Basisvaardigheden op cognitief en sociaal gebied worden beschouwd als een belangrijk onderdeel van de geestelijke gezondheid, gezien hun invloed op alle aspecten van het dagelijks leven (12-15). Cognitieve vaardigheden omvatten het vermogen om op te letten, informatie te onthouden en te ordenen, problemen op te lossen en beslissingen te nemen; sociale vaardigheden omvatten het vermogen om het eigen repertoire van verbale en non-verbale vaardigheden te gebruiken om te communiceren en met anderen om te gaan. Al deze vaardigheden zijn onderling afhankelijk en stellen mensen in staat in hun omgeving te functioneren. De verwijzing naar het “basisniveau” van deze vaardigheden is bedoeld om duidelijk te maken dat lichte beperkingen verenigbaar zijn met geestelijke gezondheid, terwijl matige tot ernstige beperkingen, vooral als ze niet door andere aspecten worden gecompenseerd, steun van andere leden van de samenleving en een aantal sociale stimuleringsmaatregelen kunnen vereisen, zoals vergemakkelijkte kansen op werk, financiële voordelen of ad-hocopleidingsprogramma’s.

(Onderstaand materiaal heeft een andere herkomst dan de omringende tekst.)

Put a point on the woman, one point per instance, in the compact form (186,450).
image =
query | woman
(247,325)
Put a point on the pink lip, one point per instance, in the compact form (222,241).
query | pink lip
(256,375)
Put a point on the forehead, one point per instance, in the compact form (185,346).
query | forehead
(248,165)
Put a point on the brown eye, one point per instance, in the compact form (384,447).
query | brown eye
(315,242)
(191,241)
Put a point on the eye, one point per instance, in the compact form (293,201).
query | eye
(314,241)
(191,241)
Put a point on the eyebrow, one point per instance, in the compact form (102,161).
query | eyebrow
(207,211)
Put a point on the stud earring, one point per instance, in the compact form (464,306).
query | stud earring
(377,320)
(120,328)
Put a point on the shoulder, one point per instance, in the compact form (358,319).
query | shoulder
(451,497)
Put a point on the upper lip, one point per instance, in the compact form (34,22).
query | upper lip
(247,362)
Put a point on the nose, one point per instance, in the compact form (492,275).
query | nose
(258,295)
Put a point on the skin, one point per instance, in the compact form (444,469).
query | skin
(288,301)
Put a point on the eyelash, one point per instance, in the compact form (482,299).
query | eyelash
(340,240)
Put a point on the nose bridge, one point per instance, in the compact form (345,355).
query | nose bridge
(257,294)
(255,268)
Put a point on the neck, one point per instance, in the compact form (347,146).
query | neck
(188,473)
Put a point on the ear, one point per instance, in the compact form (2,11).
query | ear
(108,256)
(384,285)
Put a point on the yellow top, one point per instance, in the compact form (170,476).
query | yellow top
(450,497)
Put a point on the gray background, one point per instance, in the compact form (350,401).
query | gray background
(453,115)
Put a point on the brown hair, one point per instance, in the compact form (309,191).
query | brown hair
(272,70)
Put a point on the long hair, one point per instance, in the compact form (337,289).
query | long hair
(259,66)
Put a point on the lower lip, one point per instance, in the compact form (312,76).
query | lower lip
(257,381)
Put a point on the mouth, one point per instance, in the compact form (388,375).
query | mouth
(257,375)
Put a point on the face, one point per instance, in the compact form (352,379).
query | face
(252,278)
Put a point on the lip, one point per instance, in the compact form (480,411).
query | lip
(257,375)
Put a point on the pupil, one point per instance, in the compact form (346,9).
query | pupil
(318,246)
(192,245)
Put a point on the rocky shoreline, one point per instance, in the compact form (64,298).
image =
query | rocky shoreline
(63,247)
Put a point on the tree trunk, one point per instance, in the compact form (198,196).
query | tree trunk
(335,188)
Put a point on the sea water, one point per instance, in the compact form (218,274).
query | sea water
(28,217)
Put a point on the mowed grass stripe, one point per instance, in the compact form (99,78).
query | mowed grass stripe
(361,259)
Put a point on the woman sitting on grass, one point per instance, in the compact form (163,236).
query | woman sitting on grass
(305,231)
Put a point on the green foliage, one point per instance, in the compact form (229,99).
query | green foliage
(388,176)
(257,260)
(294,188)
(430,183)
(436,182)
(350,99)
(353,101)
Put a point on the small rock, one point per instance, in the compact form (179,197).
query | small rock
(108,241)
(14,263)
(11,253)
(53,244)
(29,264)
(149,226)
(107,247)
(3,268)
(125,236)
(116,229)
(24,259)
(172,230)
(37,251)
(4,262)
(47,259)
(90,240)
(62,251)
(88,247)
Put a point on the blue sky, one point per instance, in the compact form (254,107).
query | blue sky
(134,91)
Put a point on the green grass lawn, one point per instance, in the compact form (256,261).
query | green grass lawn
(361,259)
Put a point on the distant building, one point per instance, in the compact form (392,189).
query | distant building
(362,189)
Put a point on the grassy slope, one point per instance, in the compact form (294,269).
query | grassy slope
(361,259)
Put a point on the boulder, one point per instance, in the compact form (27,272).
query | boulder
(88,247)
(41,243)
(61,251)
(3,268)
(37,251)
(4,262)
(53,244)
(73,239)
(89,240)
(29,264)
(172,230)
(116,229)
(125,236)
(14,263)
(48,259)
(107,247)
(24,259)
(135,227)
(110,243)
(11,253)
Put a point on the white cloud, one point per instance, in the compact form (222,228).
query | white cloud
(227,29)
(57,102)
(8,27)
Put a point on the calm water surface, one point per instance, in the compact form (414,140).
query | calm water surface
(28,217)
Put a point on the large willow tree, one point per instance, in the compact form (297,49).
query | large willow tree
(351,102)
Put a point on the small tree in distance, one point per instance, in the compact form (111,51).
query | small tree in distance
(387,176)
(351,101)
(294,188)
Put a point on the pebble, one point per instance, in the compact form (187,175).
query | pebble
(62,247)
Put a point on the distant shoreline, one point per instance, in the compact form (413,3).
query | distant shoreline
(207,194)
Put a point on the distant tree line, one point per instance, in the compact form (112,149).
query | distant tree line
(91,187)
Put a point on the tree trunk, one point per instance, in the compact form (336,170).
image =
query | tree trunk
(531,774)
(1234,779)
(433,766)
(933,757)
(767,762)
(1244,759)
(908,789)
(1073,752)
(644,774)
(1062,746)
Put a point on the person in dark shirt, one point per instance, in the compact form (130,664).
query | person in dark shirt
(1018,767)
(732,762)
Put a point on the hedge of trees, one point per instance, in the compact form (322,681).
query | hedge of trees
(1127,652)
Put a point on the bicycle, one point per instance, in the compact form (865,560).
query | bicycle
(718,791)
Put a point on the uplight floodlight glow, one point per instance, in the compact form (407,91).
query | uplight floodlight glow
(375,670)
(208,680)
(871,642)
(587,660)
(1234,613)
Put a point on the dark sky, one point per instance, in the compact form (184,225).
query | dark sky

Emotionele regulatie, d.w.z. het vermogen om de eigen emoties te herkennen, te uiten en te moduleren, wordt ook beschouwd als een belangrijk onderdeel van geestelijke gezondheid (16). Het is voorgesteld als een mediator van stress aanpassing (17,18), en een verband tussen inadequate of ineffectieve emotionele regulatie en depressie is gevonden in klinische en neuroimaging studies (19-22). Een verscheidenheid aan gemoduleerde emotionele responsopties, die flexibel kunnen worden ingezet, dragen bij aan de geestelijke gezondheid van een individu, en alexithymie (d.w.z. een onvermogen om de eigen emoties te identificeren en te uiten) is een risicofactor voor psychische en lichamelijke aandoeningen (23,24).
Empathie, d.w.z. het vermogen om te ervaren en te begrijpen wat anderen voelen zonder zichzelf en anderen te verwarren, stelt individuen in staat om op effectieve manieren te communiceren en te interageren en om acties, bedoelingen en gevoelens van anderen te voorspellen (25). Het ontbreken van empathie is niet alleen een risicofactor voor geweld en een kenmerk van antisociale persoonlijkheidsstoornis, maar belemmert ook sociale interacties op alle niveaus.
Flexibiliteit en het vermogen om te gaan met ongunstige gebeurtenissen worden ook belangrijk geacht voor het behoud van de geestelijke gezondheid. Flexibiliteit verwijst naar het vermogen om een bepaalde gedragslijn te herzien wanneer zich onverwachte moeilijkheden of obstakels voordoen, om de eigen ideeën te wijzigen in het licht van nieuw bewijsmateriaal en om zich aan te passen aan veranderingen die verschillende levensperioden of contingente situaties kunnen vereisen. Gebrek aan flexibiliteit kan leiden tot grote onrust voor een persoon die plotselinge en/of belangrijke levensveranderingen ondergaat, en is een belangrijk aspect van verschillende psychiatrische stoornissen, zoals obsessieve persoonlijkheidsstoornis of waanstoornis (26).
Het basisvermogen om in sociale rollen te functioneren en deel te nemen aan zinvolle sociale interacties is een belangrijk aspect van geestelijke gezondheid en draagt in het bijzonder bij aan veerkracht tegen leed; sociale uitsluiting en stigmatisering belemmeren echter vaak sociale participatie, dus elke definitie van geestelijke gezondheid die op dit aspect zinspeelt, moet “het slachtoffer de schuld geven” vermijden en zorgvuldig sociale patronen van stigmatisering, discriminatie en uitsluiting analyseren die participatie belemmeren (27).
Het opnemen van een harmonieuze relatie tussen lichaam en geest is gebaseerd op het concept dat geest, hersenen, organisme en omgeving sterk met elkaar verbonden zijn, en dat de algehele ervaring van het zijn in de wereld niet los kan worden gezien van de manier waarop iemands lichaam zich in zijn omgeving voelt (28). Verstoringen van deze interactie kunnen resulteren in psychotische ervaringen, eetstoornissen, zelfbeschadiging, stoornis in de lichaamsbeleving of een slechte lichamelijke gezondheid.